Recursive well-orderings

Abstract

Cantor's second ordinal number class is perhaps the simplest example of a set of mathematical objects which cannot all be named in one language. In this paper we shall investigate a system of names for a segment of the first and second number classes in relation to decision problems. The system, except for one minor difference, is the one studied by Markwald in [12]. In our system ordinals are named by natural numbers from a set W via recursive well-orderings of subsets of the natural numbers.The decision problems will be related to the hyperarithmetical hierarchy of Davis [2], [3] and Kleene [8]. This hierarchy is indexed by ordinal notations from Kleene's system S3 [4], [6], [9], in which ordinals are named by natural numbers from a set O, partially well-ordered ([12] p. 138) by a relation a≤Ob; O and ≤O are defined inductively by applications of the successor and limit operations.

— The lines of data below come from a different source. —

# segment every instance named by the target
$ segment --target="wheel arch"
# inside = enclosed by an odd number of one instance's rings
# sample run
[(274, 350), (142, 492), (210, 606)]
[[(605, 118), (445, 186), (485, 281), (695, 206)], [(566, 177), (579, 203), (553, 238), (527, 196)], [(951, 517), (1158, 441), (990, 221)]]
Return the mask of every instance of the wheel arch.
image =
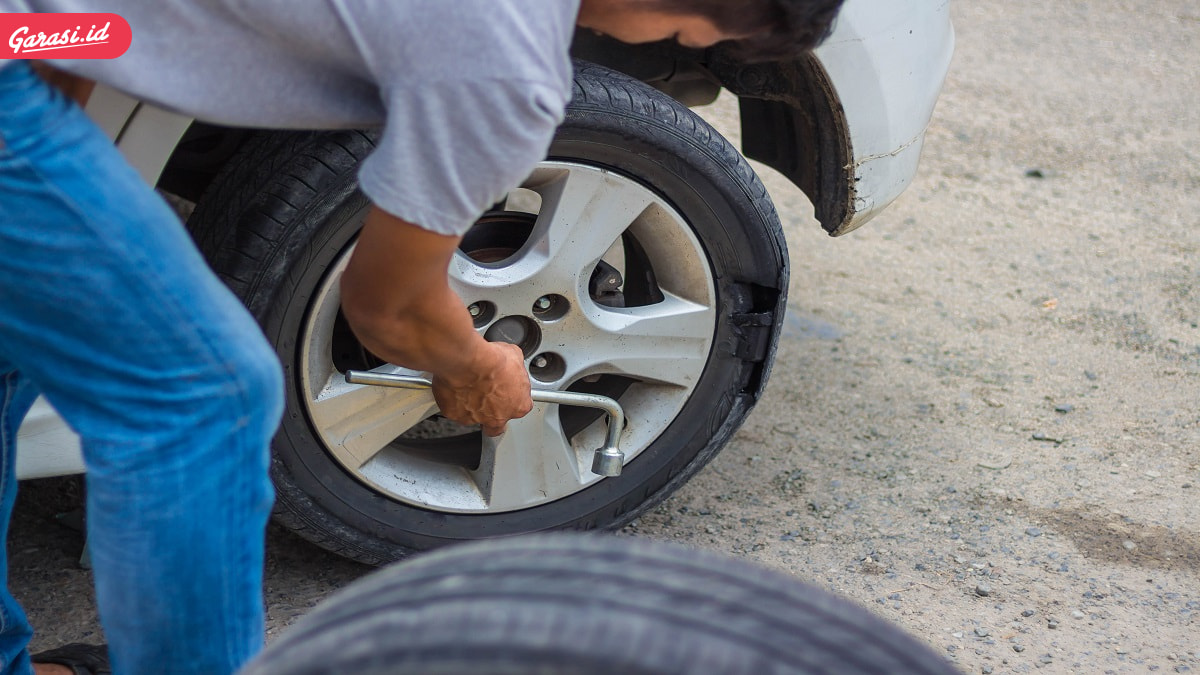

As results of this investigation, we shall (i) answer negatively Markwald's question [12] Theorem 12 whether his set “W” is arithmetical by showing that it is not even hyperarithmetical, (ii) obtain a new proof of the main result of Kleene [10] that every predicate expressible in both the one-function-quantifier forms of [8] is recursive in Hα for some aεO, (iii) answer affirmatively the question raised by Davis [2], [3] whether all the Church-Kleene constructive ordinals are uniqueness ordinals, and (iv) solve the function-quantifier analog of Post's problem [15]. Strong use will be made of the well-orderings that can be constructed from one-function-quantifier predicates as in [9].